Louis Morgan said...

Luke:

Lakshya - (Mostly a physical performance quite literally however he does bring enough low key charm in his early scenes to set up the fall that takes place throughout the rest of your room. And there he brings just basically losing any hope and going from depicting an intense sadness to just an intense hate. Something he carries within his physical performance going from defense in his early scenes, to focused and intense intention of killing the rest of the time. Bringing with it the sense of physical exhaustion essentially with his moral exhaustion showing him to be a husk towards the end of the film in more ways than one.)

Juyal - (His performance just accentuates punchability at every point, as brings just such a smugness to every beat of his performance, making a villain you absolutely hate. Even when the tides are turning against him the emphasis of his performance consistently is this deferring of guilt and maintaining the same attitude of a man who has no regrets with what he has done and feels as though he has nothing to lose.)

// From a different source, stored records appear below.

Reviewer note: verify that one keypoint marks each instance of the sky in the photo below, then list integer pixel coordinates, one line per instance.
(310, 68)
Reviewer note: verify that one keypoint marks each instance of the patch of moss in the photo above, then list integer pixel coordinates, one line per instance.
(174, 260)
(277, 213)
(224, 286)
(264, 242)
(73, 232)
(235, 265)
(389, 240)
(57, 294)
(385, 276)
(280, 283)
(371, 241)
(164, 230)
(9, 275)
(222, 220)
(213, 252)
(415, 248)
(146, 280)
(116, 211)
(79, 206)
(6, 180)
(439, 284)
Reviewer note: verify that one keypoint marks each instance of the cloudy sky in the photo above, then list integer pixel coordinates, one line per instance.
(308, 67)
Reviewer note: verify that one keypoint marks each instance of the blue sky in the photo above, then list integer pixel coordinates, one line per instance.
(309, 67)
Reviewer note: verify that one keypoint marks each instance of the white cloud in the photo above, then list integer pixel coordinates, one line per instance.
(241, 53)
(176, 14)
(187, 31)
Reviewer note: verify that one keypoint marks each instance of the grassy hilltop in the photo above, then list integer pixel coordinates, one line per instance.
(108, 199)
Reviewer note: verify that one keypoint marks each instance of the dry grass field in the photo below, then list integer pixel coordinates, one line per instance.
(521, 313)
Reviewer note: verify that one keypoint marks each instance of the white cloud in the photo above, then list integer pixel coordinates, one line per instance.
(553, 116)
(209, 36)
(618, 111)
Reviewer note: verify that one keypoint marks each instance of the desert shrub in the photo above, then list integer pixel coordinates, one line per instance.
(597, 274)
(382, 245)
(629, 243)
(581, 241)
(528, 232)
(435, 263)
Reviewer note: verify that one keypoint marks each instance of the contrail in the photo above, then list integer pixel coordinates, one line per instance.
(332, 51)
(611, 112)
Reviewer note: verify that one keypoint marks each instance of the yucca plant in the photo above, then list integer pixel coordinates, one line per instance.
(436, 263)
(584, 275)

Vidyarthi - (His performance acts mostly as contrast to the less immediately hateable villain though he still brings his own menace, however with the sense of a tempering of the extremes. Bringing more of quiet pathos even within the cold menace, creating much more the sense of somewhere who did care more about his own family than the killing unlike his relative.)

Maniktala - (Brings just the right sincerity in her performance to create the appropriate stakes early on then believably grounds the initial action scenes in portraying real fear and anxiety within the situation. While eventually making the most out of her two final moments in providing impact by providing one of the few innocents in the film in a genuine fashion.)

Anonymous:

Except for Mikkelsen's bizarre bye bye, no one stood out to me as particularly good or particularly bad.

Matt:

Richard III:

Richard III: Willem Dafoe
Buckingham: Ralph Ineson
Edward IV: Ciaran Hinds
George: Simon McBurney
Queen Elizabeth: Nicole Kidman
Lady Anne: Barbara Hershey
Henry: Robert Pattinson

Macbeth:

Macbeth: Nicholas Hoult
Lady Macbeth: Lily-Rose Depp
Duncan: Stellan Skarsgard
Malcolm: Alexander Skarsgard
MacDuff: Robert Pattinson
The Porter: Willem Dafoe
The Witches: Something extremely creative.

Lucas Saavedra said...

Louis: What are your top 3 directing moments for The Straight Story?

Luke Higham said...

Louis: Thoughts on the cast.

Marcus said...

Louis: When you have time, your extended thoughts on Lynch as a filmmaker?

Robert MacFarlane said...

I love how his body language goes from James Dean posturing to almost literally snakelike. Demonic work.

Also, any chance he can be upgraded for Prince of the City? He's actually my #2 that year to Hoskins.

Luke Higham said...

Louis: Is Watts a 5 or still a 4.5 for King Kong and is she #4 for Best Actress 2005.